Q: For Mr. Downey, can you talk a little bit about how refreshing it was to do something very character driven?

DOWNEY JR: It was great. And again though, to do it just to do it would have been like I don’t know… It just wound up being again about all these different relationships. I love that we have this secret that’s not the secret you think it is. I love how the audience thinks they know something that Sam doesn’t know. To me, just to do some character study, I feel like no matter what I do, it’s a character study. It’s just sometimes there are more robots than others.

DUVALL: Exactly. Hey, everything is a character.

Q: Can you talk about why you decided to do this particular role?

DOWNEY JR: Look, here’s what happened. Susan and David started developing this movie. I thought I don’t want to make them feel bad. We’ll see how the script turns out. I said, “I don’t want you to tell them I’ll do this if the script’s no good.” Then I read the script and I said, “Nobody’s doing this movie except me.” The fact that it’s a lawyer in a small town and all this other stuff, to me, all I care about is, is what I’m doing entertaining? And do I get to work with people that I enjoy? I get to spend a lot of time with these people. There is nobody I would rather spend time on the set with than Billy Bob Thornton. He might do a Burt Reynolds’ impersonation for you.

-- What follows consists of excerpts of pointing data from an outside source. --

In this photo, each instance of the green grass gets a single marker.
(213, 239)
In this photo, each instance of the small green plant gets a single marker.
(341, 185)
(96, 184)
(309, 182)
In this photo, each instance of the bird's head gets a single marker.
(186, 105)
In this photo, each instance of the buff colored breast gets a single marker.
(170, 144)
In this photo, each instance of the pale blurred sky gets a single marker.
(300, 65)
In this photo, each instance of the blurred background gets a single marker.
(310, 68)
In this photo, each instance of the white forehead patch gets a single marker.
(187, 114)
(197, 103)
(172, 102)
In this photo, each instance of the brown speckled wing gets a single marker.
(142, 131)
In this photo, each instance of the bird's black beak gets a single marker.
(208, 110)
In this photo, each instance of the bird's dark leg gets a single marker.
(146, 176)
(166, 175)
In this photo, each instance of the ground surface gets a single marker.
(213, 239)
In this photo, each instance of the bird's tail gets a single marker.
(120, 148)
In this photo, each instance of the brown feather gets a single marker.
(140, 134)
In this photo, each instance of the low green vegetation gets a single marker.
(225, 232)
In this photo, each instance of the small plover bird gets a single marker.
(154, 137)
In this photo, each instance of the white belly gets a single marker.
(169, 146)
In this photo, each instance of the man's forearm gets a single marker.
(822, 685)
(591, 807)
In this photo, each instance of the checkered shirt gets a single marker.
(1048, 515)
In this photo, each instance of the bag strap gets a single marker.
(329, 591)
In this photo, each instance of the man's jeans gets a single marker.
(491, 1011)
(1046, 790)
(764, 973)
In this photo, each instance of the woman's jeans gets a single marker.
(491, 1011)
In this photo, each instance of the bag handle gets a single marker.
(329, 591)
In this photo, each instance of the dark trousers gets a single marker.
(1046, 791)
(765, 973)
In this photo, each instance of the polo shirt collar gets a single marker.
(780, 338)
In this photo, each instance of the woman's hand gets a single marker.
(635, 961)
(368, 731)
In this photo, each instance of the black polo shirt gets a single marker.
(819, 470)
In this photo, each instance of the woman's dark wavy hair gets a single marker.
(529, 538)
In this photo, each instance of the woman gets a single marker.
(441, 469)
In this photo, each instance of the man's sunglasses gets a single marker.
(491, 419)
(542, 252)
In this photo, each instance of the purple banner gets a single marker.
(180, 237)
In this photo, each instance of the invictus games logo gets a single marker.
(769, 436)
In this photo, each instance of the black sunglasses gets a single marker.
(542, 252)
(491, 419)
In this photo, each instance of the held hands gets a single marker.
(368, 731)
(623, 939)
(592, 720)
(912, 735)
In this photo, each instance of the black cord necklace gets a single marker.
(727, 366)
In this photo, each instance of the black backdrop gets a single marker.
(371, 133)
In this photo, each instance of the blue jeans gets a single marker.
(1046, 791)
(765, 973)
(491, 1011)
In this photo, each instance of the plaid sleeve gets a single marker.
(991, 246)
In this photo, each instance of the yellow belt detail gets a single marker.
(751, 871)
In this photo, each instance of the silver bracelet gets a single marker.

DUVALL: He does a great impersonation.

DOWNEY JR: Here’s what you might get. (turning to Billy Bob Thornton) Can I just ask you, “Mr. Reynolds, what’s it like being a part of this cast for this great film? It’s great to see you here, Mr. Reynolds.” (Laughter as Billy Bob Thornton does his impression of Burt Reynolds) It could happen at any time.

Q: There are so many great performances in this film. Are you ready for awards season, Mr. Duvall? Do you think you’ll be nominated for another Oscar?

DUVALL: I have no idea. Could be. Who knows? You never know. I’ve seen people that really deserve it – many, many. And then, some who do not deserve it win. This whole town is built on the anticipation of the Oscars. Everything is built on that it seems. I have no idea though.

Q: Mr. Duvall, I know you used to tango. Are you still dancing?

DUVALL: Oh yes. It’s a hobby. It’s a social dance. Yes, ma’am.

Q: Robert Downey Jr., any last words?

DOWNEY JR: Thank you for enjoying our little picture and thank you for coming.